To do this we, again define a new file lib/scripts.tremor
The script could be inlined in the pipeline and the pipeline in the flow, but the model we use here creates nicer to manage applications.
# define our script
define script punctuate
script
# Short circuit if we already end with a punctuation
match event of
case ~re|[.?!]$| => emit event
case _ => null
end;
# Find the right punctuation by looking at the first wird of the last sentence
# yes this is a poor heuristic!
let punctuation = match event of
case ~ re|.*[.?!]?(Why\|How\|Where\|Who)[^.?!]*$| => "?"
case _ => "."
end;
event + punctuation
end;
define pipeline main
pipeline
# use the `std::string` module
use std::string;
use lib::scripts;
# Create our script
create script punctuate from scripts::punctuate;
# Wire our capitalized text to the script
select string::capitalize(event) from in into punctuate;
# Wire our script to the output
select event from punctuate into out;
end;
Running
Same as before we can test our code, you can fetch the finished file from git.
$ TREMOR_PATH="$TREMOR_PATH:${pwd}/transform" tremor run transfor/main.troy
hello
Hello.
why
Why?
Filter
Aside from transformations, filtering is an integral part of what tremor can do to an event. We'll use this feature to allow users to type exit
and have the application stop.
Stopping tremor is usually not something you'll want to do on a life server as it might impact other users, but it's a nice feature for an example like this.
Adding the exit
connector.
We use the exit
connector. This connector will stop the tremor instance on every event it receives.

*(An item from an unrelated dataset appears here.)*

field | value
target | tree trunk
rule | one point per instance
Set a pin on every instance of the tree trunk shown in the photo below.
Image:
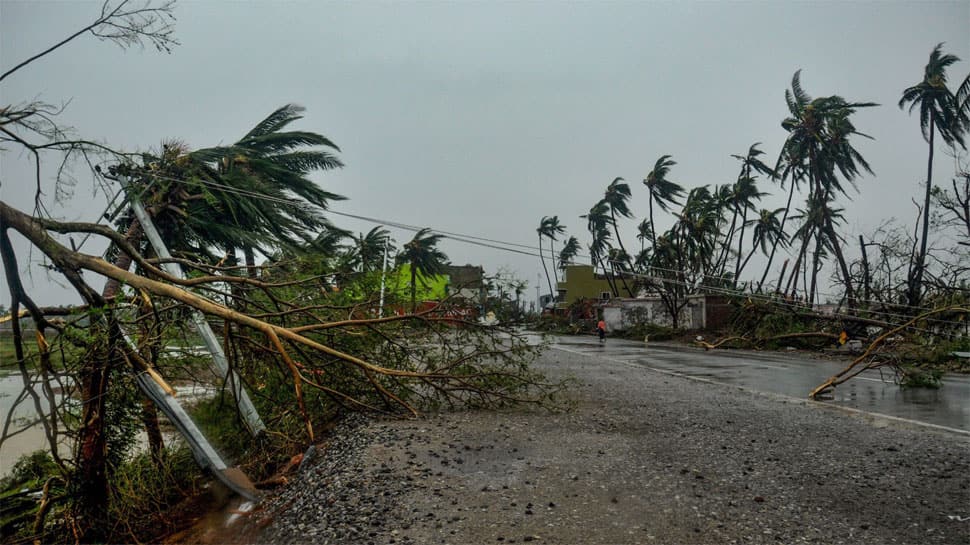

We'll use a different port on the pipeline, the exit
port, and wire this up to the exit
connector.
We, however, stop short here from actually filtering just yet.
We can omit in
and out
as ports as that's what tremor defaults to. For exit
, we have to be more specific.
# Our main flow
define flow main
flow
# import the `tremor::connectors` module
use tremor::connectors;
use lib::pipelines;
# Define the exit connector
define connector exit from exit;
# create the exit connector;
create connector exit;
# create an instance of the console connector
create connector console from connectors::console;
# create an instance of the passthrough pipeline
create pipeline main from pipelines::main;
# connect the console (STDIN) to our pipeline input
connect /connector/console to /pipeline/main;
# then connect the pipeline output to the console (STDOUT)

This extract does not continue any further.